Same versions as Test 12.

Modifications

Methodology

Same as prior tests:

  • Start 28 vaults on 7 pine64s
  • Time the duration to upload a large file (ubuntu-16.04-server-amd64.iso 655 MiB)
  • Repeat nine times and take median upload time

Results

The network never got started so no uploading could be done.

Observations

Resource Proof

v0.13.0 of the vault introduces another new feature besides Disjoint Sections: resource proof (ie upload speed must be at least about 6 Mbps)

Resource proof finds its way into the vault via the routing source code.

Of most interest is the verify_candidate method.

The candidate must provide a certain size of data (RESOURCE_PROOF_TARGET_SIZE = 250 MiB) in a certain amount of time (RESOURCE_PROOF_DURATION_SECS = 300 s) which ends up being a little over 6 Mbps.

This is an overly simple calculation, since there are other factors of timing to consider such as the time taken to traverse routing paths. From the source code comment: “This covers the built-in delay of the process and also allows time for the message to accumulate and be sent via four different routes”. This added complexity is very interesting from a security perspective, as it potentially allows nodes to alter the perceived performance of other nodes on their routing path. Enabling the network to ‘monitor itself’ creates many interesting considerations. The links above are a good starting point for more detail.

Private safe networks would most likely want to modify these parameters to make it faster to join the network, although at this stage the bandwidth requirement should be trivial to complete for any local network.

The implementation is quite elegent, and is easy to see how it can be extended to a cpu proof of resource.
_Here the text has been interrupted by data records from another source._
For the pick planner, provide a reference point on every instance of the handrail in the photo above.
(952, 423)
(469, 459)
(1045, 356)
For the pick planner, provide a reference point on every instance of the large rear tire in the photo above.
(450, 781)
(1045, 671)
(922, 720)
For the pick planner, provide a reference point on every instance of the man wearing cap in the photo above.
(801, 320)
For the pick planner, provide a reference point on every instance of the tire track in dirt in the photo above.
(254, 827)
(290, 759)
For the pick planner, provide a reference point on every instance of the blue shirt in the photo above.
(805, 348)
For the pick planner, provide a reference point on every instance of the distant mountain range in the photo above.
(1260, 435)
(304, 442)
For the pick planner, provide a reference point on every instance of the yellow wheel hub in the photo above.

My main doubt of the current resource proof is it uses the SHA3-256 hash function as the basis of proof (with trivial difficulty), yet the majority of current operations on the network are signature validation operations. The real-world performance of a node (especially one with custom hardware) depends on signature verification, so proving they have fast hashing isn’t necessarily going to determine how useful their ‘real’ performance will be on the network. Again, this is a slightly-too-simplistic look at things, but is a starting point in the consideraiton of resource proof. Hashes are perfectly useful as a means to determine bandwidth, but I have doubts about how long it will remain that way due to their disconnect with actual resource demands.

Proof Of 6 Mbps

I first tried running the vaults with the original 6 Mbps proof setting. The gigabit network should trivially handle this proof, and the logs showed the expected message:

Candidate XXXXXX… passed our challenge in 0 seconds.

However shortly after, log messages began showing the challenge taking some nodes 10+ seconds.

The consecutive times to pass the challenge from the first vault log were 0 0 1 2 2 4 7 5 8 6 10 12 8 31 18

This is still way under the 300s threshold, but the degree of variation seems like it can get quite large. It begs the question ‘what exactly causes it’ and ‘how far can it go’ and finally ‘can it be exploited by other nodes to their advantage’?

The variation is concerning to me, but resource proof is a complex topic and one I’ve only just started exploring. I’m sure there will be many interesting developments in the near future as the topic is explored further.

As to a reason for this delay… subjectively, there were a lot of log messages ‘Rejected XXXXXX… as a new candidate: still handling previous one.’ Unfortunately I don’t have the time to investigate this more deeply just now.

It’s tempting to draw conclusions from observations, but I think it’s important to take observations as-is and not make incorrect assumptions about the potential causes. I’m not familiar enough with resource proof to draw much meaning from this test, but find the observations interesting in their own right.

Ultimately my network never got started with 6 Mbps resource proof. The largest I saw the routing table get to was 7, which was from a sample of five attempts each given about half an hour to start.

Proof Of 27 bps

I changed the proof from

TARGET_SIZE = 250 * 1024 * 1024 = 6 Mbps

to

TARGET_SIZE = 1024 = 27 bps

The reason for lowering target size and not increasing allowed time was because I wanted the vaults to acknowledge quickly and the network be operational sooner, not simply to accept lower bandwidth.

The network would still not start. The cause isn’t clear from the logs.

Proof Of 0 bps

My expectation for 0 bps proof is still failure, since it seems that messages are not getting through regardless of the proof requirement.

0 bps resource proof also failed to start. I’m not sure how the Test 12 network was started in the first place. If there’s anything I might have overlooked that could help get the network started, I’d be interested to know.

Conclusion

I couldn’t get a network to start, so the performance of vaults with Disjoint Sections could not be tested.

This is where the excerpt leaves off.